Financing 2030 Agenda for Sustainable Development: partnership will thrive on a win-win principle -Onyeama

Financing 2030 Agenda for Sustainable Development: partnership will thrive on a win-win principle -Onyeama

 

Geoffrey Onyeama

 

The Minister of Foreign Affairs, Geoffrey Onyeama has said that financing for development was key to the successful implementation of the Sustainable Development Goals (SDGs) agenda -2030 and their respective implementation required a revitalised global partnership that thrived on a win-win principle.

Onyeama made the call at the High-Level Meeting on Financing the 2030 Agenda for Sustainable Development, on the sidelines of the ongoing 73rd Session of the General Assembly of the UN in New York, U.S.

He called on world governments to increasingly work with other stakeholders to deliver on their national SDG action plans, while businesses must continue to find new ways to pursue the global goals as a strategic business agenda.

Expressing his concern that the world economy remained vulnerable to financial and economic volatility, the minister said that the occurrence affects progress in policy agenda across all the action areas of the Addis Ababa Action Agenda and the 2030 Agenda for Sustainable Development.

“Consequently, it is necessary to address medium-term risks, including the potential effects of rising global interest rates as it leads to a reversal of capital flows and increased debt distress to the disadvantage of developing countries”.
In the realization of this fact, he said that Nigeria had chosen economic diversification as its path to sustainable economic prosperity.

According to him, government has undertaken various initiatives to move from an oil-dependent to a multi-sector economy, with attention on the development of the agriculture and mining sectors.
Onyeama explained that the objective was to stabilise the system and attract foreign and domestic investment into the priority sectors of the economy.

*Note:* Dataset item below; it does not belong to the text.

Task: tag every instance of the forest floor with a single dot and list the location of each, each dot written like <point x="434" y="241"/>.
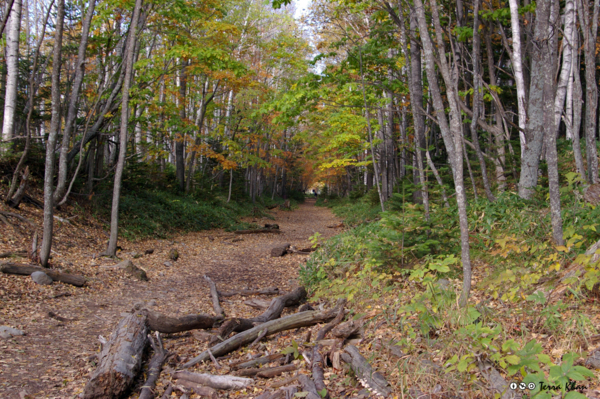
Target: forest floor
<point x="63" y="323"/>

Onyeama noted that to a large extent, the successful implementation of the SDGs 2030 and the African Union Agenda 2063, depended on strengthening of institutional and human capacities in the country.
He said that the success also depended on improving strategic linkages at various levels, and mobilising and financing of the value-chain of a well-structured economic transformation.

He however asked that the international community partner with Nigeria to end poverty, fight inequalities and tackle climate change in the country in a manner that “ensures that no one is left behind’’.